Find the orthogonal complement of W

Question

Consider the finite inner product space $\mathbb{R}^3$ where the inner product is the normal dot product.

Find the orthogonal complement of W where W is

$W = {(x,y,x+y) : x,y \in \mathbb{R}} \subset V$

Further find an orthonormal basis for W.

Then if $f : \mathbb{R}^3 \rightarrow \mathbb{R}^3$ be the linear map given by $f(x,y,z)=(x,y,x+y)$. Show that there is no orthonormal basis of $\mathbb{R}^3$ for which this map is diagonal$.

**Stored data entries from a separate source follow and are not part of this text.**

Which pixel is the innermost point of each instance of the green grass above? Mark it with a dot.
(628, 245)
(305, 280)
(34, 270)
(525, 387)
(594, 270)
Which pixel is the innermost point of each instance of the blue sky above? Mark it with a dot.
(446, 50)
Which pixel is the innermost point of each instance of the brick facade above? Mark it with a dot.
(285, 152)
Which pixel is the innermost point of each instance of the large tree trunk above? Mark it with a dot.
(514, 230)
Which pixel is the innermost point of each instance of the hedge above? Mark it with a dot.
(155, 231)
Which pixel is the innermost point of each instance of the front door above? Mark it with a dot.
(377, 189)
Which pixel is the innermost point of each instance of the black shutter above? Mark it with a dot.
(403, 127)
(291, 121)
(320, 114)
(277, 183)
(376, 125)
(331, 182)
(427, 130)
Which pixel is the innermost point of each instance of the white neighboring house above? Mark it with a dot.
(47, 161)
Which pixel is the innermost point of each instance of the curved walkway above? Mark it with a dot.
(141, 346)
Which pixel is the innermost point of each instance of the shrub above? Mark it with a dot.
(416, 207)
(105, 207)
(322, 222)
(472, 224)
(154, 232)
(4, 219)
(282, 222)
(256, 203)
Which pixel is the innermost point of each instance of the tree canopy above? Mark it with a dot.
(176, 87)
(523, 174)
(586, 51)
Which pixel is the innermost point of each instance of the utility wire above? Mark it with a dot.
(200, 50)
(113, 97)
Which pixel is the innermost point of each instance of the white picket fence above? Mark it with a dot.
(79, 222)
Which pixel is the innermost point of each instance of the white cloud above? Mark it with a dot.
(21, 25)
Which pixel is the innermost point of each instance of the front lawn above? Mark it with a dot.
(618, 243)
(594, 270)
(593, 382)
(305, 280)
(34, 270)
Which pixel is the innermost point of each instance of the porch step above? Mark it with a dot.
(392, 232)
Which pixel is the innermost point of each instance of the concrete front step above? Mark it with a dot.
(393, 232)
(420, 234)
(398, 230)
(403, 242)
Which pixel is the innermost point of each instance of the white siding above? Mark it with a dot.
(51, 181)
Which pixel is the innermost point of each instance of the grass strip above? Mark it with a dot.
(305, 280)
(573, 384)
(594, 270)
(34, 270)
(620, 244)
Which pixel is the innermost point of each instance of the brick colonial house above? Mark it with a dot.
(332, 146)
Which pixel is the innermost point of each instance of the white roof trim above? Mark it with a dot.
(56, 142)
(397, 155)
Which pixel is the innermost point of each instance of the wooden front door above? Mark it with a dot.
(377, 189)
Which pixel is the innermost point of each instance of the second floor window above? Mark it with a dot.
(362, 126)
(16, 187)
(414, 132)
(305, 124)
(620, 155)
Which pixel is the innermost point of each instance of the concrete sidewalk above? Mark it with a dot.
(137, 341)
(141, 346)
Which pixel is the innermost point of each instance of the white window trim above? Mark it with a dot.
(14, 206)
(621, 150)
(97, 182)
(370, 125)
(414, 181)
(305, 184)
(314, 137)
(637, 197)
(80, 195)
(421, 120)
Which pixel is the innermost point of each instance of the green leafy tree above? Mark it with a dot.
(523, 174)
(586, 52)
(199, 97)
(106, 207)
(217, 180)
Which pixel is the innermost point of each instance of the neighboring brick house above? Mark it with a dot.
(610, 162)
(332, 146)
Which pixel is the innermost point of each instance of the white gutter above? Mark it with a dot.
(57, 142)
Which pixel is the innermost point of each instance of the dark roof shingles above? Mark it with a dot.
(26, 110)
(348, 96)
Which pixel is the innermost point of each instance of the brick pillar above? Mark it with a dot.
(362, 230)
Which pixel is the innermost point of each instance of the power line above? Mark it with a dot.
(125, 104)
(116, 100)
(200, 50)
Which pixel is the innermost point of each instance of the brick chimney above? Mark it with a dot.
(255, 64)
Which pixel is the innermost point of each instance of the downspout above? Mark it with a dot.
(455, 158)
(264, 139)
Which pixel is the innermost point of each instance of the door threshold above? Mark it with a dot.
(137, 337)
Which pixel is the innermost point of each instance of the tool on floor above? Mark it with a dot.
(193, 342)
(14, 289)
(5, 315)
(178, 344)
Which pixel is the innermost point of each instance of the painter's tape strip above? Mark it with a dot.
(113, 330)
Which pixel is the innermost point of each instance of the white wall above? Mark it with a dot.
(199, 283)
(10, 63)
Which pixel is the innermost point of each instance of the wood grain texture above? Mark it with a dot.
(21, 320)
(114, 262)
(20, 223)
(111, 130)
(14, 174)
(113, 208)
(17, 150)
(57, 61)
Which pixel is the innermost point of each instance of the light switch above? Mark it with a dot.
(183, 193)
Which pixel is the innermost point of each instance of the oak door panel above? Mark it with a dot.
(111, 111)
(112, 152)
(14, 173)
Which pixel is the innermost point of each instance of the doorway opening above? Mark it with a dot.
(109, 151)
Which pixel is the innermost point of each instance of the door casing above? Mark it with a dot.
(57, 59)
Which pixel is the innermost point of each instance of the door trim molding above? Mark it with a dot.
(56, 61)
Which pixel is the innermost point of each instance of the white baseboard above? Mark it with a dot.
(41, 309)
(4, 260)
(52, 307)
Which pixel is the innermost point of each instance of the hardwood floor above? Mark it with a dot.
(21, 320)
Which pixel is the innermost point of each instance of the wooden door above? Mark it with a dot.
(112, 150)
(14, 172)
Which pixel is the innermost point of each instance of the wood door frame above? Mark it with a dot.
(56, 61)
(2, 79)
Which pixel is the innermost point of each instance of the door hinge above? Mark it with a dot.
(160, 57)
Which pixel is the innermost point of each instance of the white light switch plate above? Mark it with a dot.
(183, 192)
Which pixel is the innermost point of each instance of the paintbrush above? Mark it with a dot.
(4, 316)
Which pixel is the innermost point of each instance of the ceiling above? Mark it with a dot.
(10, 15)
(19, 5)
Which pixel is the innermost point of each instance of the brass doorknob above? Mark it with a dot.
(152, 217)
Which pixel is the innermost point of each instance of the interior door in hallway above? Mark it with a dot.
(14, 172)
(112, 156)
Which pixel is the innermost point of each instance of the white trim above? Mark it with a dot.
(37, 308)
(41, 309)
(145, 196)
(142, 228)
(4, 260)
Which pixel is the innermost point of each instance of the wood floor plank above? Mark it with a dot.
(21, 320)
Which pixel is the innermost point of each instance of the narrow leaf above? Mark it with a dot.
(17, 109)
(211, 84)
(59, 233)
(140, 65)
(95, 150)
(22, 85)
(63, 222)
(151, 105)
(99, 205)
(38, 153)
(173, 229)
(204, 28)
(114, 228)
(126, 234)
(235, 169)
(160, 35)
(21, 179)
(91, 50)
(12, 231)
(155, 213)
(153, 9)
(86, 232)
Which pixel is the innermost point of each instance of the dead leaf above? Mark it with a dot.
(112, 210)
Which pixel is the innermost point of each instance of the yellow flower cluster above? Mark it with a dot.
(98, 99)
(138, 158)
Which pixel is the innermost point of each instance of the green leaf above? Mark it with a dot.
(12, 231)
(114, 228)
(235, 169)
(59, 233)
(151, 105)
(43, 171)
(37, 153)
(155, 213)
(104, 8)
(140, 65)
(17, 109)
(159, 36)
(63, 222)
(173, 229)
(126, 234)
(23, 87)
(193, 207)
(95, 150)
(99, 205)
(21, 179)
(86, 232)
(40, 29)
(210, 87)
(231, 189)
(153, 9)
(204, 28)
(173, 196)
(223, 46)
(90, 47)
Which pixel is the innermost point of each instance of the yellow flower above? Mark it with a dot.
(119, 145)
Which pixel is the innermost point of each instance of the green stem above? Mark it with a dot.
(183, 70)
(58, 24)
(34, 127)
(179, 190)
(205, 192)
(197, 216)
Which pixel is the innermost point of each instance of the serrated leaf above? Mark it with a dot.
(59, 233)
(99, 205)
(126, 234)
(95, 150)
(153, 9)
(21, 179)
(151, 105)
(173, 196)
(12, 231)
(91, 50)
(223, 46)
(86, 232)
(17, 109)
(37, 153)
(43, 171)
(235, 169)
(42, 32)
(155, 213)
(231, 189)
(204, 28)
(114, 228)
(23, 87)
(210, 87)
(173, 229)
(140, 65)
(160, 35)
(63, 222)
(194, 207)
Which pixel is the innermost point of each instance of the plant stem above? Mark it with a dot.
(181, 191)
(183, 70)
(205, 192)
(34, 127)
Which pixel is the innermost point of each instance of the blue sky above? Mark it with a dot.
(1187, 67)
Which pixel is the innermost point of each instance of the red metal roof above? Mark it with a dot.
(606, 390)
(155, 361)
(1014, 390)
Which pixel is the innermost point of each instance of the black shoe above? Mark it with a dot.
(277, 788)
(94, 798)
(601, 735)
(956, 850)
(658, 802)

I cannot see how to do this as when I take a general dot product it doesnt seem to lead anywhere.

Answer 1

Hints:

$$(a,b,c)\in W^\perp\iff \forall\,(x,y,z)\in W\,,\;\;(a,b,c)\cdot(x,y,z)=ax+by+cz=0$$

But we know that $\;z=x+y\;$ , so the rightmost condition becomes

$$ax+by+c(x+y)=0\iff (a+c)x+(b+c)y=0$$

Now, how and with how many degrees of freedom (i.e., how can you independently) choose $\;a,b,c\;$ so that the above equality is true for all $\;x,y\in\Bbb R\;$ ? This will give you not only $\;W^\perp\;$ but also its dimension...

Answer 2

You can write $$ \left[\begin{array}{c} x \\ y \\ x+y \end{array}\right] = \left[\begin{array}{ccc} 1 & 0 & 0 \\ 0 & 1 & 0 \\ 1 & 1 & 0\end{array}\right]\left[\begin{array}{c} x \\ y \\ z \end{array}\right]. $$ Now you can see that you're looking for a vector which is orthogonal to column space of the above 3x3 matrix $M$. An easy-to-spot vector orthogonal to the column space is $(1,1,-1)$. The second part is addressed by showing that you cannot diagonalize $M$ with an orthonormal basis.